Amerikan desteğinin kesilmesi ajansın Gazze’de gıda ve sağlık hizmetleri sunma kabiliyetini engelleyecek. ABD, 2023’teki 370 milyon dolar da dahil ajansın genel bütçesinin büyük bir kısmını karşıladı. Ajansın Gazze’den sorumlu direktör yardımcısı Scott Anderson’a göre, bu ayın başlarında UNRWA’nın Mayıs ayı sonuna kadar faaliyetlerini sürdürmek için yeterli fonu vardı.

UNRWA Genel Komiseri Philippe Lazzarini, ABD’nin finansmanı askıya alma çabalarının Gazze’deki ajans hizmetleri, özellikle de eğitim üzerinde ciddi etkileri olacağından korktuğunu söyledi. “ABD’nin dayanışmasını göstermeye devam edeceğini umuyorum” dedi.

Uzun ve dikkatli müzakerelerin ürünü olan anlaşmanın Kongre’den kolaylıkla geçmesi bekleniyor.

Maryland Demokrat Senatörü Chris Van Hollen, finansman yasağına karşı olduğunu söyledi. Çarşamba günü yaptığı açıklamada, “Gazze’deki iki milyondan fazla masum insanı ve bölgedeki UNRWA yararlanıcılarını bu eylemler nedeniyle cezalandırmak sadece yanlış değil, aynı zamanda vicdansızlıktır” dedi.

BM yetkilileri, 7 Ekim saldırısına ya da sonrasına katılmakla suçlanan 12 çalışandan 10’unun işine son verdiklerini ve diğer ikisinin de öldüğünü açıkladı. Kendisini “bu suçlamalar karşısında dehşete düştüğünü” söyleyen BM Genel Sekreteri António Guterres, kurum hakkında soruşturma başlatılması talimatı verdi ve yardım ödemelerini askıya alan ülkelere yeniden düşünmeleri çağrısında bulundu.

İsrail’in suçlamalarının Ocak ayında kamuoyuna açıklanmasının ardından UNRWA’ya yönelik fonlarını askıya alan Kanada, İsveç, İzlanda ve Avustralya geçen iki hafta içinde fonlarını yenileyeceklerini açıkladılar. Aralarında UNRWA’nın ikinci en büyük destekçisi Almanya’nın da bulunduğu bir dizi başka ülkenin de önümüzdeki aylarda benzer açıklamalar yapması bekleniyor.

Çarşamba günü yapılan bir açıklamaya göre, Suudi Arabistan tarafından finanse edilen bir insani yardım kuruluşu, ajansa sağladığı fonu 40 milyon dolar arttırma sözü verdi.
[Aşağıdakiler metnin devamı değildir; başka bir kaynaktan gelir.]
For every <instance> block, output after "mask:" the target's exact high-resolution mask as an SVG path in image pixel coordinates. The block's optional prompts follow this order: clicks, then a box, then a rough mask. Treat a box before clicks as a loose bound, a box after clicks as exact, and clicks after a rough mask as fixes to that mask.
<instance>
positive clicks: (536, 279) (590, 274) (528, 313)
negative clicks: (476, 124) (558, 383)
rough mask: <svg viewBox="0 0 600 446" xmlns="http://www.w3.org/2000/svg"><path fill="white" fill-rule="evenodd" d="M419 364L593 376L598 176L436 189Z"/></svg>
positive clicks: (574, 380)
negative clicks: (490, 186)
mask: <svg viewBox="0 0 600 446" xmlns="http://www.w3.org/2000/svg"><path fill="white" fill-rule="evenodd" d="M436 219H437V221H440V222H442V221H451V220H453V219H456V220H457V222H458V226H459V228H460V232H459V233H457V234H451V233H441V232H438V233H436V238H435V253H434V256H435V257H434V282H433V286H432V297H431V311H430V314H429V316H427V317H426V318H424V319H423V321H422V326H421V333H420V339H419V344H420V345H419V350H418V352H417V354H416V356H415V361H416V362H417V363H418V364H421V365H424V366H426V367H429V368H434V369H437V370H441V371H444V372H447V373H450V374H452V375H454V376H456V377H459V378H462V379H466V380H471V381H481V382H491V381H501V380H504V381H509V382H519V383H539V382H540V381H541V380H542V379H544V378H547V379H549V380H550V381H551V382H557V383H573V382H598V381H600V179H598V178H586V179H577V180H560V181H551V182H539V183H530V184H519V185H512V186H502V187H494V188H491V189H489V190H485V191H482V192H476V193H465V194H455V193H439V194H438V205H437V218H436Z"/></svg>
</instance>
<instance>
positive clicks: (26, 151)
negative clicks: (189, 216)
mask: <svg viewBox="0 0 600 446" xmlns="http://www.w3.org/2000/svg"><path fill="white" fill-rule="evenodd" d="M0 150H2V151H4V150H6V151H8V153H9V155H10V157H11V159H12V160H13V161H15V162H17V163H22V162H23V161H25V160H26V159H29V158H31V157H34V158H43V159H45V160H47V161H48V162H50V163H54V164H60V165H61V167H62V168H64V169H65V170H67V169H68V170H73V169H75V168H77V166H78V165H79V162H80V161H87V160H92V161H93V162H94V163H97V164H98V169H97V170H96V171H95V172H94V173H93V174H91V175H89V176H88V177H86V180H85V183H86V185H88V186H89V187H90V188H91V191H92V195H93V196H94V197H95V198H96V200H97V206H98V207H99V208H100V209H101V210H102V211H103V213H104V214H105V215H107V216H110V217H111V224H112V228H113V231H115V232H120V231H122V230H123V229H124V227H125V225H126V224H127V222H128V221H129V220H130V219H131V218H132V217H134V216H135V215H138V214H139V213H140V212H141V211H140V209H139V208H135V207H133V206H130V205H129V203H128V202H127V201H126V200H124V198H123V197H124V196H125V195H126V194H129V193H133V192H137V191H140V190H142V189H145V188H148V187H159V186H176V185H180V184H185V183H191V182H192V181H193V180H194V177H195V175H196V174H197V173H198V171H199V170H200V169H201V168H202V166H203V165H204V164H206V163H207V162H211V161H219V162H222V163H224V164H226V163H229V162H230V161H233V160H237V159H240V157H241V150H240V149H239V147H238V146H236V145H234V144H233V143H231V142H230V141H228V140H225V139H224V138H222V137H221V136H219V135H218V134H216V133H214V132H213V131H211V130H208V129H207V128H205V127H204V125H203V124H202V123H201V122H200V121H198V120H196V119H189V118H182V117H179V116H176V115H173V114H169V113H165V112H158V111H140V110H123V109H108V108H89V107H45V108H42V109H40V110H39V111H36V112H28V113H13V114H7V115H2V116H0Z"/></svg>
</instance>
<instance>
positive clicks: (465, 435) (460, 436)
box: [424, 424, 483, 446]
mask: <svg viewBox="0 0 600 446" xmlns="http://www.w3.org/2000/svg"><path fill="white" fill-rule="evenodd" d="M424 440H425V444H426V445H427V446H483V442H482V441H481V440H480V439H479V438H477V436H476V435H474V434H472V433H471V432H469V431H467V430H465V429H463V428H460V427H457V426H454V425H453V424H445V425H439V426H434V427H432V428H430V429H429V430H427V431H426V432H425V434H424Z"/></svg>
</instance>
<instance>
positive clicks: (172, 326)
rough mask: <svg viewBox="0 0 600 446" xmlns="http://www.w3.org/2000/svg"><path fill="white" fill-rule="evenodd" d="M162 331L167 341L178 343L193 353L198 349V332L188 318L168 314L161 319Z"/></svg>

UNRWA’nın iletişim direktörü Juliette Touma, “Bağışçı ülkelerin finansmanı yeniden sağlama kararlarını memnuniyetle karşılıyoruz, ancak henüz tehlikeyi atlatmış değiliz” dedi.
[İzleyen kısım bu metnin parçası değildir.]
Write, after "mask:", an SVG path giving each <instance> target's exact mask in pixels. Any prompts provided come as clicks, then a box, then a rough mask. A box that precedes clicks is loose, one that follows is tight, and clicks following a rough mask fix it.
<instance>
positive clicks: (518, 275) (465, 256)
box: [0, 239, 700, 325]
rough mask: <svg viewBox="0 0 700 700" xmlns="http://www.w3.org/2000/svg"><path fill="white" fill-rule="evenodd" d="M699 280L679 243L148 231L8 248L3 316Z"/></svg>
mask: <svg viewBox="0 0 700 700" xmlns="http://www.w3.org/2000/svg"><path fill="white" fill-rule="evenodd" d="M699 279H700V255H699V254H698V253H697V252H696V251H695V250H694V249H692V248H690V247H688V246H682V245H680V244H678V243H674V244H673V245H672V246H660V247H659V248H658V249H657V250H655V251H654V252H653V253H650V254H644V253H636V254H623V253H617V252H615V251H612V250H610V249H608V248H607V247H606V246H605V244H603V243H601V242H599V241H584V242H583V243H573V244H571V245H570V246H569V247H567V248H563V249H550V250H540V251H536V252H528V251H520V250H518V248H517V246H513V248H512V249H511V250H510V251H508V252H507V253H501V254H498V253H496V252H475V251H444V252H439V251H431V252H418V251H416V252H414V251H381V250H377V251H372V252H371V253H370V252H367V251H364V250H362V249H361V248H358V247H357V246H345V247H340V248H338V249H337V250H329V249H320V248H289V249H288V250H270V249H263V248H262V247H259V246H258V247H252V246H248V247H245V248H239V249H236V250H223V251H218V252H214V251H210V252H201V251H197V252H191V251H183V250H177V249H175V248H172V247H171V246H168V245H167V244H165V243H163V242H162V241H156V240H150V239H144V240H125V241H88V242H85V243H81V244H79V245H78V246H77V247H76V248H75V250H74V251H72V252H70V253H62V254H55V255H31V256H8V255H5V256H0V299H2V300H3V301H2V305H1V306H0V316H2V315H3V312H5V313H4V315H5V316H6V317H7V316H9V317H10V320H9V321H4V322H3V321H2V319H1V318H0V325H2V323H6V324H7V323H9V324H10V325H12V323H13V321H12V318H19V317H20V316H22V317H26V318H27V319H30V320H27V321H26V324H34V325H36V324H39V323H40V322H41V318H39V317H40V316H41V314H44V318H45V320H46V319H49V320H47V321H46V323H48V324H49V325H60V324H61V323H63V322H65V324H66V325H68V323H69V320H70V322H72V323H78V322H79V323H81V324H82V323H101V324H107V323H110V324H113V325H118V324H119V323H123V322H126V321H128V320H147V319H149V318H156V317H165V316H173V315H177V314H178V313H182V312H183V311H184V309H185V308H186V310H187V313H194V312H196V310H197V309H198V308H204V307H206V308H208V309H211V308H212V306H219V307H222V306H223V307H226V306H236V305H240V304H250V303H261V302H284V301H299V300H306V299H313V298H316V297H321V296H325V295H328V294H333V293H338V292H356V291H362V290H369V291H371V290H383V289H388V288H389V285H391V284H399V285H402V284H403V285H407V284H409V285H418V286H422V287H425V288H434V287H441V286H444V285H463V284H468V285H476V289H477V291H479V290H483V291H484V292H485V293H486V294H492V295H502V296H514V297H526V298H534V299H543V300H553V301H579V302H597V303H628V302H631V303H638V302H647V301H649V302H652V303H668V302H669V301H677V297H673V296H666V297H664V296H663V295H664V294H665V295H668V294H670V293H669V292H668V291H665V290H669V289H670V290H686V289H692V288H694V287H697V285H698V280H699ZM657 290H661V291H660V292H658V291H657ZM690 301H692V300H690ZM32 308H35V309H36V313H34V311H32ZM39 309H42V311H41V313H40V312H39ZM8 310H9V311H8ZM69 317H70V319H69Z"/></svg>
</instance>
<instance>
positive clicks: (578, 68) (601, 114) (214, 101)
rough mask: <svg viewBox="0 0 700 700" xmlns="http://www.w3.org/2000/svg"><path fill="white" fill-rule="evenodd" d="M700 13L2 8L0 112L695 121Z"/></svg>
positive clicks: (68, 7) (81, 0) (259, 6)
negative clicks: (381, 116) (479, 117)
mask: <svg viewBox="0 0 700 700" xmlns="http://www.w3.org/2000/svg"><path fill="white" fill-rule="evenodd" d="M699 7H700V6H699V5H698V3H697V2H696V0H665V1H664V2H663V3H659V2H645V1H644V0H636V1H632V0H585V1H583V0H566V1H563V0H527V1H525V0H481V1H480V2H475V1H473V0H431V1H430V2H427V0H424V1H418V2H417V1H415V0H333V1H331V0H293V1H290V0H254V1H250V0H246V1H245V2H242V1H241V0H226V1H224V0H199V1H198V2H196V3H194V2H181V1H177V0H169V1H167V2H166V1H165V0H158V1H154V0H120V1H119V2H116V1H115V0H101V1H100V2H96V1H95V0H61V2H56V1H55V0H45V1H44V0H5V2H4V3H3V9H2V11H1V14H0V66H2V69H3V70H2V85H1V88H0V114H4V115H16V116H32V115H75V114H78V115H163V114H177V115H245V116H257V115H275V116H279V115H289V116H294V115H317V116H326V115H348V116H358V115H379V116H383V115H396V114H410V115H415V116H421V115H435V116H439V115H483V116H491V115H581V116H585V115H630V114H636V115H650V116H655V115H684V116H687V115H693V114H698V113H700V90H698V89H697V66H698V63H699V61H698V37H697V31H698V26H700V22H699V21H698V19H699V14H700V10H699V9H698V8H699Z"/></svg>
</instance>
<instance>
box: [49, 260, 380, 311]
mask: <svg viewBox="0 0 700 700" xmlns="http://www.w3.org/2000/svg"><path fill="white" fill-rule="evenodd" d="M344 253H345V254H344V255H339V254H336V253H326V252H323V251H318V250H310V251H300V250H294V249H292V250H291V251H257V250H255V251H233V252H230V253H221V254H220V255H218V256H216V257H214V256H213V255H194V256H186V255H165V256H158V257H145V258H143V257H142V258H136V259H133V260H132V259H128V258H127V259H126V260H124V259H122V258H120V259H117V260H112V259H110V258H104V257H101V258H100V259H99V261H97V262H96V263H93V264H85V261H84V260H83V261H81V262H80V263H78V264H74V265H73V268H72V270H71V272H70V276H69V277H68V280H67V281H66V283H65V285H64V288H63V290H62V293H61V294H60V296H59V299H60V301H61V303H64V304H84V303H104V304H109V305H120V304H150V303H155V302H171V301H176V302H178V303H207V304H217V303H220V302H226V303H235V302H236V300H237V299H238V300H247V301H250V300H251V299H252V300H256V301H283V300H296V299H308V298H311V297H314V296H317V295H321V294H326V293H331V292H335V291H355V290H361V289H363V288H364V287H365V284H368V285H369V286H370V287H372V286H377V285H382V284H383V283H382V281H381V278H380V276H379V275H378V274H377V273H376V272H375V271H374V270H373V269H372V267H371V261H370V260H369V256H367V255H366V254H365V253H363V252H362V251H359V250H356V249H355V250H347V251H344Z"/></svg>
Amerika’nın müttefikleri ajansı finanse etmenin ve potansiyel olarak reforme etmenin yollarını ararken – çalışanların tarafsızlığını korumasını gerektiren kurallarının uygulanmasını hızlandırmak gibi – Washington başka alternatifler arıyor.

Ancak insani yardım yetkilileri, İsrail ile Hamas arasındaki savaş sürerken diğer BM kuruluşlarının ya da daha küçük yardım örgütlerinin büyük miktarlardaki yardımı bağımsız olarak dağıtabilecek durumda olup olmadığını sorguluyor.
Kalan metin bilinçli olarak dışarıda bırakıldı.